Do Not Say We Have Nothing, by Madeleine Thien

            ‘In a single year, my father left us twice.  The first time, to end his marriage, and the second, when he took his own life’. 
            So begins Jiang Li-ling’s account of the great tragedy she suffered at the age of ten in 1989.  Her father Kai died in Hong Kong, after leaving his wife and daughter in Vancouver.  It was an utter mystery as to why he should return to China as he had obviously intended, before ending it all in China’s capitalist satellite.  Li-ling and her mother know that prior to escaping the Communist regime he had been a renowned concert pianist, a person of great gifts and the favourite of Madame Mao – until she, like so many millions of others, fell from grace.  When that happened, it was time to flee – like so many thousands of others.  But why try to return?

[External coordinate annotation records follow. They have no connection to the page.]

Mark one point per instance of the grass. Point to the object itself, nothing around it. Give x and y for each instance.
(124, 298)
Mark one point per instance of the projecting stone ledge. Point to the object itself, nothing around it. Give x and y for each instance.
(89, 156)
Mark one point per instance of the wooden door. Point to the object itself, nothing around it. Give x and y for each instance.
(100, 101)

            To complicate the puzzle, Li-ling’s mother is asked by a mysterious correspondent in Beijing if she could care for her daughter Ai-ming, in the country without the correct papers and needing shelter:  Ai-ming’s father was Kai’s beloved music teacher, a  brilliant composer in his own right and, before all the purges and ‘re-education’ of useless intellectuals and those with bourgeoisie dreams, a person who lived entirely for music:  tragically, he spent many years of his re-education building crates, then became adept at assembling radios after requesting a shift to Beijing to further his precious daughter’s education.  Now the daughter has arrived in Canada, a victim of and shocked witness to the horrors she experienced in the student revolt in Tiananmen Square, where the Glorious People’s Liberation Army murdered thousands of their own countrymen – because they dared to protest, to demand democracy. 

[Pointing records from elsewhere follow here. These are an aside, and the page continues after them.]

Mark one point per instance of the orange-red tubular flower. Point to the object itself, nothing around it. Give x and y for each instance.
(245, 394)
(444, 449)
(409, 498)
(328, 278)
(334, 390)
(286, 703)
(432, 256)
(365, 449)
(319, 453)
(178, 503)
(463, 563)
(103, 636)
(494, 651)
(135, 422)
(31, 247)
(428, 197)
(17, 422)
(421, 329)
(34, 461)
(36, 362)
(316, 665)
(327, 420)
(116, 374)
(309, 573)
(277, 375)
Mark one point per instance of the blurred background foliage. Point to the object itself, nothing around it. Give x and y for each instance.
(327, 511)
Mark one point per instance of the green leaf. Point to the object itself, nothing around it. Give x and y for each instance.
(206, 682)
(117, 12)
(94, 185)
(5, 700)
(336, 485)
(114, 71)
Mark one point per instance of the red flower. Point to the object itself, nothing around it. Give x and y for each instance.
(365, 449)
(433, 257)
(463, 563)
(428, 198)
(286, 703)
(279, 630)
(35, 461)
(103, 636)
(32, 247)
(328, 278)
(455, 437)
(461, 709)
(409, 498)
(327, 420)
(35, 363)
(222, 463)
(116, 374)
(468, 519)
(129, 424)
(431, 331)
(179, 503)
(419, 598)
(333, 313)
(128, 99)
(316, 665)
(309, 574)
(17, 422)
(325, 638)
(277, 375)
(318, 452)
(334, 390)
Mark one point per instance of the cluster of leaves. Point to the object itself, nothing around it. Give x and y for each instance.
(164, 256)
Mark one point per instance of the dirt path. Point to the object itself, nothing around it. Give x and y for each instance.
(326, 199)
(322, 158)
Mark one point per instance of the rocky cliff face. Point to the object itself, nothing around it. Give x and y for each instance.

            Canadian author Ms Thien has constructed an epic, a huge sweeping history of Mao’s China from the time of his overthrow of the KuoMintang led by Chiang Kai-Shek (exiled to Formosa), his ascension to power in 1949, his many and varied attempts to turn China from an agrarian nation to an industrial one (starting a famine in which it is estimated between fifteen and forty-five million people died), his scorning and re-education of the intellectual elite, and his carte blanche approval of the Red Guards, young fanatics and zealots who literally follow every one of his whims to the letter.  The Chinese people have given up one kind of serfdom for another.  They are all meant to be glorious revolutionaries, but the revolution smacks of the same old poverty and fear.
            In a series of flashbacks, Li-ling’s father Kai’s youth is revealed – his time in a Jesuit orphanage and his adoption by a distinguished music professor who enrols him at the Shanghai Conservatory, where he meets Sparrow the composer who is his teacher.  Sparrow is named by his mother for that common little bird who attracts no attention – she rightly believes that in the current climate it serves no-one well to have a pretentious name.  And she is right.  Sparrow survives longer than most because of his ability to blend anonymously with his surroundings, but like everyone else, he and his family eventually suffer terrible losses from which they will never recover -  not least betrayal:  in the interests of his own survival, Kai has become a Red Guard.
            Ms Thien’s story of one extended family’s attempts to survive within the whirlwind of revolt and repression is magnificent.  Her characters undergo many travails, but their forbidden sustenance is always the same:  stories and music, the balm for all troubled spirits.  SIX STARS.